Medieval Clergy and Bad Dreams

[This edited version contains some corrections in my use of the terms “sleep paralysis,” “night terrors,” and “incubus/succubus” experiences, thanks to definitions in Hufford, pp. 121-124.]

In Demon Lovers: Witchcraft, Sex, and The Crisis of Belief (2002), Walter Stephens examined 15th and 16th century witchcraft treatises to discover why Christian theologians were so obsessed (really, really obsessed!) with demonic sex. I have just started reading the book at the same time as I’ve begun David J. Hufford’s book, below. They make for an interesting combination.

David J. Hufford’s The Terror That Comes in the Night (1982) was an early documentation of the phenomena known as “the Old Hag” in Newfoundland, which is similar to what was perceived as attacks by incubus and succubus demons elsewhere (starting centuries ago), and later (more scientifically), as sleep paralysis. However, Hufford does seem to distinguish special characteristics of the Old Hag experience.

While I am eager to understand more of Stephens’ research (as I proceed through the book) and his hypothesis that “proof of the physical evidence of demons–for instance, through evidence of their intercourse with mortal witches–would provide strong evidence for the reality of the supernatural, the truth of the Bible, and the existence of God” (quote from book cover, inner front flap), I feel certain that there was another strong motivation for this obession. David Hufford’s book provides the key.

I believe that some Christian theologians and clerics (and perhaps many of them) were obsessed because they were hell-bent on processing their own freaked-out shame over the incubus and succubus attacks that they themselves experienced. They may have been aroused as well as frightened (and thus, in their belief system, guilty of great sin), and terrified too that while sending witches of all genders to their death for “sex with demons,” they could also stand accused if their own (entirely involuntary) episodes came to light. It wouldn’t have been the first or the last time a hypocrite with something to hide meted out severe punishments to others accused of the exact same thing. (Think of the male politicians who advocate for strict laws against homosexuality and later get caught with male sexworkers.)

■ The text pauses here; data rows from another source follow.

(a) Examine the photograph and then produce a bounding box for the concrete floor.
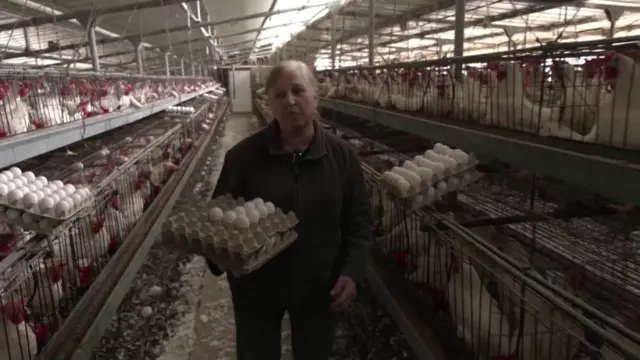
[170,258,293,360]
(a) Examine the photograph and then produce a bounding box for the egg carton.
[381,154,479,200]
[163,197,297,274]
[0,167,93,234]
[167,106,196,115]
[399,170,483,211]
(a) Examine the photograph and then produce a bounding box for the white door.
[229,69,253,113]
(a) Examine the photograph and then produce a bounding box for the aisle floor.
[156,258,293,360]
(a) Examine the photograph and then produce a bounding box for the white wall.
[229,70,253,113]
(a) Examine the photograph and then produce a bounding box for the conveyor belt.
[34,98,226,359]
[0,92,226,359]
[318,107,637,360]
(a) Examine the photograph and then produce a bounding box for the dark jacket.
[209,121,372,300]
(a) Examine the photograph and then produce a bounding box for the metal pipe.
[330,13,338,70]
[249,0,278,57]
[0,0,194,31]
[368,0,372,66]
[136,44,144,75]
[164,53,171,76]
[341,5,558,55]
[453,0,465,81]
[87,25,100,71]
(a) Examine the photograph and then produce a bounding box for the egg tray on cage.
[164,195,298,274]
[0,167,93,234]
[381,143,481,210]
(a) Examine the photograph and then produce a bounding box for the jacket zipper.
[291,151,302,213]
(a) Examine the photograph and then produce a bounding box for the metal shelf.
[320,99,640,205]
[0,85,221,172]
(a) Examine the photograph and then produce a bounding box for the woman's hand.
[330,276,358,311]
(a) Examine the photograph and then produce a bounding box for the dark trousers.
[231,278,336,360]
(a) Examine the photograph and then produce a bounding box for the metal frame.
[320,99,640,204]
[0,85,220,168]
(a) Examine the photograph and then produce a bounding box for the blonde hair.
[264,60,318,93]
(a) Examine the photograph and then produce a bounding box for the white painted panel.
[229,70,253,113]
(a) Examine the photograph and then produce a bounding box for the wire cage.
[0,88,226,359]
[0,70,214,137]
[318,34,640,149]
[312,102,640,359]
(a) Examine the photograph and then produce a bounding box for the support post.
[453,0,465,81]
[368,0,372,66]
[329,12,338,70]
[164,53,171,76]
[76,15,100,72]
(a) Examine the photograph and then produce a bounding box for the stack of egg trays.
[380,154,482,211]
[163,195,298,276]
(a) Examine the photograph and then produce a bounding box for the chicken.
[0,299,38,360]
[0,82,30,137]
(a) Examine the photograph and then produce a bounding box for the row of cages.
[256,91,640,360]
[0,87,227,360]
[0,70,215,137]
[314,102,640,360]
[317,38,640,150]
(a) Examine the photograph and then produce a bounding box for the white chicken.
[0,82,30,137]
[0,299,38,360]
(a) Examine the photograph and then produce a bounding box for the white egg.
[54,189,67,199]
[53,200,71,218]
[22,171,36,182]
[69,193,84,206]
[264,201,276,215]
[247,208,260,224]
[38,196,55,213]
[7,189,24,205]
[256,205,269,218]
[22,212,38,226]
[222,211,236,224]
[242,201,256,211]
[209,207,224,221]
[235,215,249,229]
[32,179,44,190]
[9,166,22,178]
[7,209,22,222]
[251,198,264,205]
[36,176,49,186]
[233,206,247,217]
[22,192,38,209]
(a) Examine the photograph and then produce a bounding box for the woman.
[209,61,372,360]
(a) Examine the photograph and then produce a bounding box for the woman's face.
[269,69,318,133]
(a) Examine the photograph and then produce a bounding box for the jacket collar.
[267,120,327,159]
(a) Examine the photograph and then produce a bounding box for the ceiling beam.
[249,0,278,57]
[0,0,195,31]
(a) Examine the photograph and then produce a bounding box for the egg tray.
[163,203,297,271]
[0,198,92,235]
[380,154,480,201]
[399,171,484,211]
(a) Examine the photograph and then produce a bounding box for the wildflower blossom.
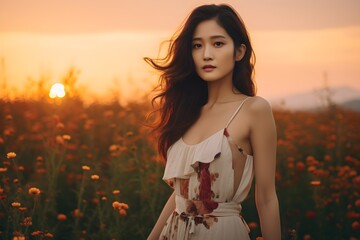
[6,152,16,159]
[12,236,25,240]
[91,174,100,180]
[29,188,40,195]
[82,165,90,171]
[62,134,71,141]
[57,213,67,221]
[310,180,321,186]
[119,209,126,216]
[44,233,54,238]
[113,189,120,195]
[21,217,32,227]
[11,202,21,208]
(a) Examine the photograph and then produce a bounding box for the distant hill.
[269,86,360,111]
[341,99,360,112]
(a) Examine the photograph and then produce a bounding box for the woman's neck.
[207,80,242,106]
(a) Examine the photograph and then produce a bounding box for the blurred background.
[0,0,360,240]
[0,0,360,107]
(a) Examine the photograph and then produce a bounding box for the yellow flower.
[82,165,90,171]
[11,202,21,207]
[29,188,40,195]
[91,174,100,180]
[6,152,16,159]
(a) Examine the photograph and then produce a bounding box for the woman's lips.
[203,65,216,72]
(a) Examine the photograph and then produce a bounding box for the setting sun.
[49,83,65,98]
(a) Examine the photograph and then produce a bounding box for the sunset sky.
[0,0,360,99]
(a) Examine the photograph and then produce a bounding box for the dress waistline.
[175,195,250,235]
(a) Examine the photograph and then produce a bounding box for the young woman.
[145,5,281,240]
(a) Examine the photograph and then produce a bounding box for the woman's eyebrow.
[193,35,226,41]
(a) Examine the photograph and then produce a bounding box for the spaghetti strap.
[225,97,250,128]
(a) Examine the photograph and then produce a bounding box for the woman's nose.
[203,46,213,61]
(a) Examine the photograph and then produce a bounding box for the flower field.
[0,97,360,240]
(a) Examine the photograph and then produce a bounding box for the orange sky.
[0,0,360,101]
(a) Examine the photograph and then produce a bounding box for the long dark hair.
[144,4,256,159]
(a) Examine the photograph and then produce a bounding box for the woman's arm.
[250,97,281,240]
[147,192,175,240]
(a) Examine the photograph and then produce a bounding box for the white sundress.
[159,98,254,240]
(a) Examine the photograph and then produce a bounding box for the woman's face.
[192,20,245,82]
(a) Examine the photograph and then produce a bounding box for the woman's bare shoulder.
[246,96,272,114]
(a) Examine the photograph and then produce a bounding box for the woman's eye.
[193,43,201,49]
[214,42,224,47]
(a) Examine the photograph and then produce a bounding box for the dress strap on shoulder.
[225,97,250,128]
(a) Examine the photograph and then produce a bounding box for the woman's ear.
[235,44,246,62]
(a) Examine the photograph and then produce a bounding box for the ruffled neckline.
[163,128,227,180]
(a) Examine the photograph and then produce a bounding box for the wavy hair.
[144,4,256,159]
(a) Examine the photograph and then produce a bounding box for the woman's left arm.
[249,97,281,240]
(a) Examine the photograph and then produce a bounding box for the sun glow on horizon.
[49,83,66,99]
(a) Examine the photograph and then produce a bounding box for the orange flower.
[62,134,71,141]
[351,221,360,231]
[29,188,40,195]
[355,199,360,207]
[82,165,90,171]
[31,231,42,236]
[248,222,258,229]
[11,202,21,207]
[296,162,305,171]
[112,201,121,209]
[113,189,120,195]
[91,174,100,180]
[119,209,126,216]
[12,236,25,240]
[57,213,67,221]
[310,180,321,186]
[6,152,16,159]
[304,234,311,240]
[22,217,32,227]
[305,211,316,218]
[74,208,84,217]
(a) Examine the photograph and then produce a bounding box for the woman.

My hypothesis is reasonable. My current literature search shows that members of religious orders (however pious) were not immune from incidents of sleep paralysis. During those times–and even now–the terrifying combination of paralysis, chest pressure, a sense of malevolent presence, and sometimes experiences of nonconsensual sexual activity, etc. can be interpreted as an attack by a demonic incubus (male) or succubus (female). In 2020, a modern YouTuber, Summer Fox, posted a video about her experience titled “I Had Sex with a Sleep Paralysis Demon” and names “Incubus” as her demon attacker. Her interpretation of the events which disturbed her have much in common with 13th to 16th century views. The screenshot below is from an English translation of Caesarius of Heisterbach’s 13th century The Dialogue on Miracles. As you can see below, two “lay-brothers” in a monastery are described as sitting up together as they have both experienced “night terrors” (which may have also referred to incubus/succubus attacks).

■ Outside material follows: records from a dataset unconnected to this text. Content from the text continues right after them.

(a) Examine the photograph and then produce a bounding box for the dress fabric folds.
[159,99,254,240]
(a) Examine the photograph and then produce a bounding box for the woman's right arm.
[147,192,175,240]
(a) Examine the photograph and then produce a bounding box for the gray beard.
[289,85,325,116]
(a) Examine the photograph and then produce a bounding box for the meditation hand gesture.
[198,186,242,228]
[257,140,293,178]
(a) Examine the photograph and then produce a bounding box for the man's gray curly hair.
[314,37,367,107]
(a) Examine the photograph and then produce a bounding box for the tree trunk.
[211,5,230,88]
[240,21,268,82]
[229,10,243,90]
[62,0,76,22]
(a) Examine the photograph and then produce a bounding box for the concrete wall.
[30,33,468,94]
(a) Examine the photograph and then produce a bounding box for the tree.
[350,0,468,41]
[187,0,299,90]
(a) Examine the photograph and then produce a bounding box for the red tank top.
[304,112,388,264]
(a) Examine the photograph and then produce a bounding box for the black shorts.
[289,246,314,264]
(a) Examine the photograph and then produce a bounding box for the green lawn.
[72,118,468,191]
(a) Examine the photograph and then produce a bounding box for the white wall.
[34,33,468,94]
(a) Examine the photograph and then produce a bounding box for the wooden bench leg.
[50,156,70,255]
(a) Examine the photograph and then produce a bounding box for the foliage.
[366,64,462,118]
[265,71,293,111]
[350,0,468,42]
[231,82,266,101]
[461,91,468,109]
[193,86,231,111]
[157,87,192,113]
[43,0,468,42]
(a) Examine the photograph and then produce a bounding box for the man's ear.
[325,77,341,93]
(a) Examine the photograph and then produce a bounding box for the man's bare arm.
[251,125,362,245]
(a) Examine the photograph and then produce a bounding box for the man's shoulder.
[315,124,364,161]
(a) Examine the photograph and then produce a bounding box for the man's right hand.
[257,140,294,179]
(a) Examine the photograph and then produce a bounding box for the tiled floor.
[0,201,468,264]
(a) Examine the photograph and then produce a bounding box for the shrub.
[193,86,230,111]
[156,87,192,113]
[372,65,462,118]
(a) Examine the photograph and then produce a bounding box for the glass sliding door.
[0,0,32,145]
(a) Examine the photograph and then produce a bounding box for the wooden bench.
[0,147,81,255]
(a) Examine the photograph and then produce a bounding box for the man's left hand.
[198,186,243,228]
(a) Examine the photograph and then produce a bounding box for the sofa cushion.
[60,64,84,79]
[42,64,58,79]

Evidence of attacks on religious communities can also be found in Poetics of the Medieval Dream. Christopher Collins writes:

“As the dominant literate class in medieval Europe, the clergy were most responsible for informing the laity as to the appearance and behavior of night terrors, (Stewart, 2002; Cheyne & Girard, 2004; MacLehose, 2013). Being committed to their vows of chastity, celibate monks and nuns knew all too well that Satan would send such demons to seduce them in their most vulnerable states” (p. 6, no date but post-2016).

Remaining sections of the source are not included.